Carlo manda i suoi a’ Priori, per occupare il giorno e il loro proponimento con lunghe parole. Giuravano che il loro Signore si tenea tradito, e che farebbe la vendetta grande. Tenete per fermo che se il nostro Signore non ha cuore di vendicare il misfatto a vostro modo, fateci levare la testa. E ora che scrive, Dino aggiunge: E non giurò messer Carlo il vero, perchè Corso Donati di sua saputa venne».

Carlo è pronto ad armare i suoi cavalieri e vendicare il comune, ma ad un patto, che si dieno a lui in custodia i più potenti uomini delle due parti. E Dino consente.

«I Neri vi andarono con fidanza, i Bianchi con temenza.
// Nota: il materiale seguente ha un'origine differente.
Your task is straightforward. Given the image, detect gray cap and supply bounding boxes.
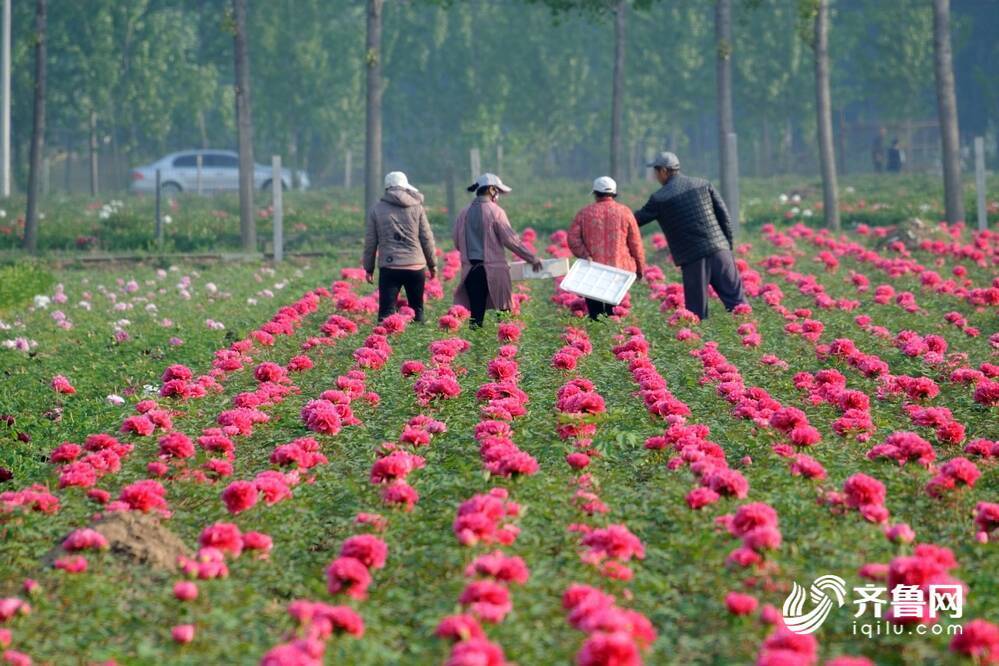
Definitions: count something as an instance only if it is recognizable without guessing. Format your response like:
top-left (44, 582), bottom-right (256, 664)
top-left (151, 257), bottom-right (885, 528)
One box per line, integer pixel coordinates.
top-left (468, 173), bottom-right (510, 192)
top-left (645, 151), bottom-right (680, 169)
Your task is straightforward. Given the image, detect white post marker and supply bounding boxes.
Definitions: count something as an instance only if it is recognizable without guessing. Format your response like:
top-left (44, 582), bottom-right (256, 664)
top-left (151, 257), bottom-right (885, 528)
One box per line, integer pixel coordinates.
top-left (0, 0), bottom-right (10, 198)
top-left (468, 148), bottom-right (482, 180)
top-left (271, 155), bottom-right (284, 264)
top-left (975, 136), bottom-right (989, 231)
top-left (725, 132), bottom-right (741, 238)
top-left (194, 153), bottom-right (204, 194)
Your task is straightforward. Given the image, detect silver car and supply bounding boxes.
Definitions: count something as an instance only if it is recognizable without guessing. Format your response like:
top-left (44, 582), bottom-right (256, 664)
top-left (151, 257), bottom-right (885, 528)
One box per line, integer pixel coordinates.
top-left (131, 150), bottom-right (309, 195)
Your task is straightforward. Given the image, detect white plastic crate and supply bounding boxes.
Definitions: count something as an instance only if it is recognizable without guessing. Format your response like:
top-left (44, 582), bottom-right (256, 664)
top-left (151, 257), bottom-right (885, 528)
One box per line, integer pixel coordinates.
top-left (561, 259), bottom-right (636, 305)
top-left (510, 257), bottom-right (569, 280)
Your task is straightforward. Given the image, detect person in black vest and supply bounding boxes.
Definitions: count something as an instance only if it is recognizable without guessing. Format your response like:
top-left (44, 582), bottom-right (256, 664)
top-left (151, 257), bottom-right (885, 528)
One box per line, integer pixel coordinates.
top-left (888, 139), bottom-right (905, 173)
top-left (635, 152), bottom-right (746, 319)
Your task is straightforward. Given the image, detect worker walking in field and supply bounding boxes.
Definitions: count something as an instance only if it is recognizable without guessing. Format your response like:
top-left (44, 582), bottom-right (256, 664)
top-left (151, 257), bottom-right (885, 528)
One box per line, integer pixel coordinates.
top-left (454, 173), bottom-right (542, 327)
top-left (569, 176), bottom-right (645, 321)
top-left (362, 171), bottom-right (437, 322)
top-left (635, 152), bottom-right (746, 319)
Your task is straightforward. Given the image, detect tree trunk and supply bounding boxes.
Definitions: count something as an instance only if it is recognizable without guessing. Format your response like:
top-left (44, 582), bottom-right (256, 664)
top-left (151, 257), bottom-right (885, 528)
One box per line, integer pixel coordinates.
top-left (837, 108), bottom-right (846, 176)
top-left (288, 129), bottom-right (301, 190)
top-left (232, 0), bottom-right (254, 252)
top-left (815, 0), bottom-right (839, 231)
top-left (610, 0), bottom-right (628, 180)
top-left (364, 0), bottom-right (384, 209)
top-left (88, 109), bottom-right (99, 197)
top-left (715, 0), bottom-right (739, 197)
top-left (444, 158), bottom-right (458, 227)
top-left (62, 132), bottom-right (73, 194)
top-left (757, 117), bottom-right (774, 177)
top-left (933, 0), bottom-right (964, 224)
top-left (24, 0), bottom-right (47, 254)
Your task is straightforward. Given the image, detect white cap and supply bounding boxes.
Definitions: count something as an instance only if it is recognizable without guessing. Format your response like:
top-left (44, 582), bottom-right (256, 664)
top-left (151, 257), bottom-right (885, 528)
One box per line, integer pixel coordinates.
top-left (385, 171), bottom-right (419, 192)
top-left (468, 173), bottom-right (510, 192)
top-left (593, 176), bottom-right (617, 194)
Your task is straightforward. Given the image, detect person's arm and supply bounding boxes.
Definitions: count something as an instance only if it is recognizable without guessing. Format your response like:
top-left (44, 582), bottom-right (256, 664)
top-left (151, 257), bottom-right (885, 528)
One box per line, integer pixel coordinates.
top-left (635, 197), bottom-right (659, 227)
top-left (708, 185), bottom-right (734, 249)
top-left (628, 211), bottom-right (645, 277)
top-left (568, 211), bottom-right (590, 259)
top-left (420, 206), bottom-right (437, 277)
top-left (361, 208), bottom-right (378, 275)
top-left (492, 206), bottom-right (541, 270)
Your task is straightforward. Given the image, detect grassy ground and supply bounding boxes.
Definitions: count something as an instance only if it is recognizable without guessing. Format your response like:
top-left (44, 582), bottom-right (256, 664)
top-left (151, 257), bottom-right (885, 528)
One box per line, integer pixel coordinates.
top-left (0, 174), bottom-right (999, 254)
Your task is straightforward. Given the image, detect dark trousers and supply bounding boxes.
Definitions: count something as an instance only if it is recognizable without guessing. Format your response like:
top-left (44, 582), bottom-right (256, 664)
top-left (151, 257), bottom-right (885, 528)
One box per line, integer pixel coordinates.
top-left (465, 264), bottom-right (489, 326)
top-left (586, 298), bottom-right (614, 321)
top-left (680, 250), bottom-right (746, 319)
top-left (378, 268), bottom-right (426, 321)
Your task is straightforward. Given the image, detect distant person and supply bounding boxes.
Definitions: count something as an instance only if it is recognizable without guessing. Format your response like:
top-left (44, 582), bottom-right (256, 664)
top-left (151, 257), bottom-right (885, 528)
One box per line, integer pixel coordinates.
top-left (363, 171), bottom-right (437, 322)
top-left (569, 176), bottom-right (645, 321)
top-left (888, 139), bottom-right (905, 173)
top-left (635, 153), bottom-right (746, 319)
top-left (454, 173), bottom-right (542, 327)
top-left (871, 127), bottom-right (886, 173)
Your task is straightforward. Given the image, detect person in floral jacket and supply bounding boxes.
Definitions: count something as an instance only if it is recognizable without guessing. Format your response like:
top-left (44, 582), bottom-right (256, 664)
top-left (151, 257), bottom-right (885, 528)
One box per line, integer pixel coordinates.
top-left (569, 176), bottom-right (645, 320)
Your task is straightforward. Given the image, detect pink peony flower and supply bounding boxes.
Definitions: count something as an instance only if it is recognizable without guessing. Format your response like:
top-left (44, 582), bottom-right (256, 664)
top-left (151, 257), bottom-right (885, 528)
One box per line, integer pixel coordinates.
top-left (222, 481), bottom-right (257, 515)
top-left (173, 580), bottom-right (198, 601)
top-left (725, 592), bottom-right (759, 615)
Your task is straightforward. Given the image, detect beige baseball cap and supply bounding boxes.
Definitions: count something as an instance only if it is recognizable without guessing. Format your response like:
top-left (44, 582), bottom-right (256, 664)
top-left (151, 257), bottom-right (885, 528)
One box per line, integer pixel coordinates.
top-left (385, 171), bottom-right (419, 192)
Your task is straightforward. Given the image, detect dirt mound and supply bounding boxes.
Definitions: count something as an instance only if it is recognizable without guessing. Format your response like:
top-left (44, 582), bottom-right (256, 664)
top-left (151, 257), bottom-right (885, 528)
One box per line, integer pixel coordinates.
top-left (45, 511), bottom-right (187, 572)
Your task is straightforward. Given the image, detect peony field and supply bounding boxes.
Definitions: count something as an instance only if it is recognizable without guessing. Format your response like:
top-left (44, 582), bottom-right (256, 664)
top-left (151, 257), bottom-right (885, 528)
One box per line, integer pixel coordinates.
top-left (0, 204), bottom-right (999, 666)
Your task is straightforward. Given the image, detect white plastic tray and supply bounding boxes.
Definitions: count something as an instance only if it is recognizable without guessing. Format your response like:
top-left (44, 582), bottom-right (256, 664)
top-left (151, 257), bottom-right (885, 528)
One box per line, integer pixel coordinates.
top-left (561, 259), bottom-right (636, 305)
top-left (510, 257), bottom-right (569, 280)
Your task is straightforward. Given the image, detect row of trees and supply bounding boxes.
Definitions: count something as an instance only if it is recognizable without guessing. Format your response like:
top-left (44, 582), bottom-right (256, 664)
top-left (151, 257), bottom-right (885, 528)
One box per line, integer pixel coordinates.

Messer Carlo li fece guardare, i Neri lasciò partire, ma i Bianchi ritenne presi quella notte senza paglia e senza materasso, come uomini micidiali».

Qui Dino non ne può più e prorompe: «O buono re Luigi, che tanto temesti Iddio, ov’è la fede della real casa di Francia, caduta per mal consiglio non temendo vergogna? o malvagi consiglieri, che avete il sangue di così alta corona fatto non soldato, ma assassino, imprigionando i cittadini a torto, e mancando della sua fede, e falsando il nome della real casa di Francia!»

L’indignazione è uguale alla maraviglia del buon uomo. Come pensare che il sangue di san Luigi, un Real di Francia, fosse spergiuro e assassino?

Quando non ci era più il rimedio, si corse al rimedio, Dino fa sonare la campana grossa, che era un chiamare alle armi. Ma nessuno uscì. La gente sbigottita non trasse di casa i Cerchi. Non uscì uomo a cavallo, nè a piè armato.

Anche il cielo vi si mescola. Apparisce una croce vermiglia sopra il palagio de’ Priori.